We’re joining this meeting today in the midst of an unprecedented time, where our shared mission to build a country that values and helps families thrive has never been more important.

During this crisis, we as a nation have been challenged to act. Challenged to act in a way that reflects our values; that the lives of our children, elderly and disabled community members have worth.

To show with our actions that Black Lives Matter, to show with our actions that—in this Hispanic American Heritage month—Hispanic lives, Latine lives, are valuable. We’ve been asked to step up and act in a way that reflects that the lives of Native and Indigenous families are worth fighting for.
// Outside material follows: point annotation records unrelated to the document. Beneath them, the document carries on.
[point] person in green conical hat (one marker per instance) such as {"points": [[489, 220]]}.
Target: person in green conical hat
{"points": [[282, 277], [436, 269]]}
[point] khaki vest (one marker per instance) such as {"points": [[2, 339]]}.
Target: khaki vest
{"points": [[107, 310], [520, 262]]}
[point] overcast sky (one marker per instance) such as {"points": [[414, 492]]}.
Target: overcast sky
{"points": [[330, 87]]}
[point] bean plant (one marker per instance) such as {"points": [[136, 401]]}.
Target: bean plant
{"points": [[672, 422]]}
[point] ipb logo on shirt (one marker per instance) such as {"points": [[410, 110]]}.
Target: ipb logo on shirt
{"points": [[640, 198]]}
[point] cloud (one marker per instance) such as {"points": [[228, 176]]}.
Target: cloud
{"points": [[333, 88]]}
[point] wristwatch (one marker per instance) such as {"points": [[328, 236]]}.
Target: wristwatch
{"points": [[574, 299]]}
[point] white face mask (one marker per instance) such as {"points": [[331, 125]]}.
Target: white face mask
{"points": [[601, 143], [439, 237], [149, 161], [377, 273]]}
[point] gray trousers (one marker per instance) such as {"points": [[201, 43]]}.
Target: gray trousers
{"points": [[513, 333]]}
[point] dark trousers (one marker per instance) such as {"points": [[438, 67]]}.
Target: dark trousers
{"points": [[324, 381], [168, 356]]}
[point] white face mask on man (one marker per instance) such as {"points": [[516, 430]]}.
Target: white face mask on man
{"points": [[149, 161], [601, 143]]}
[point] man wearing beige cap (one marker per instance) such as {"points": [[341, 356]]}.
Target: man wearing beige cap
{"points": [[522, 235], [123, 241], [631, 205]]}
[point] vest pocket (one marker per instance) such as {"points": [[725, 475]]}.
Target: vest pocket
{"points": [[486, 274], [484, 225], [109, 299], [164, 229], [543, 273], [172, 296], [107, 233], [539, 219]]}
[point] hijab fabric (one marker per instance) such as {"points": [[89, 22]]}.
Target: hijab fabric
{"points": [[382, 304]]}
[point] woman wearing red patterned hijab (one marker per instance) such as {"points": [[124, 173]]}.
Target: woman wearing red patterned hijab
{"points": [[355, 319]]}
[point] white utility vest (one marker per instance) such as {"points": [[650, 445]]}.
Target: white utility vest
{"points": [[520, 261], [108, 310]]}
And I must acknowledge that I’m saying this while occupying stolen and exploited Powhatan land. Land which is also just down the road from where a monument to white supremacy, a monument to a man whose family considered my family their personal property, has only now, in 2021, been brought down.

We have a long way to go.

We also have a long way to go addressing the related challenges of work and family, and work and health, that are now facing us head on. I’m seeing this crisis of work and family in the calls that keep rolling into WorkLife Law’s helpline. Many of you see these challenges in your own communities:

  • Parents who have no choice but to go to work, even though they’ve been told the exposure puts their disabled kids at grave risk.
  • Parents leaving kids home alone when school is closed, because if they didn’t show up for work, they would have no home at all.
  • A mom fired and told to come back to work once she weaned her baby.
  • Breastfeeding workers who are told they have 15 minutes a day to pump, in a bathroom, and they should feel lucky to even have a job.
  • Student parents told they can’t breastfeed during class…a virtual class…in their own homes.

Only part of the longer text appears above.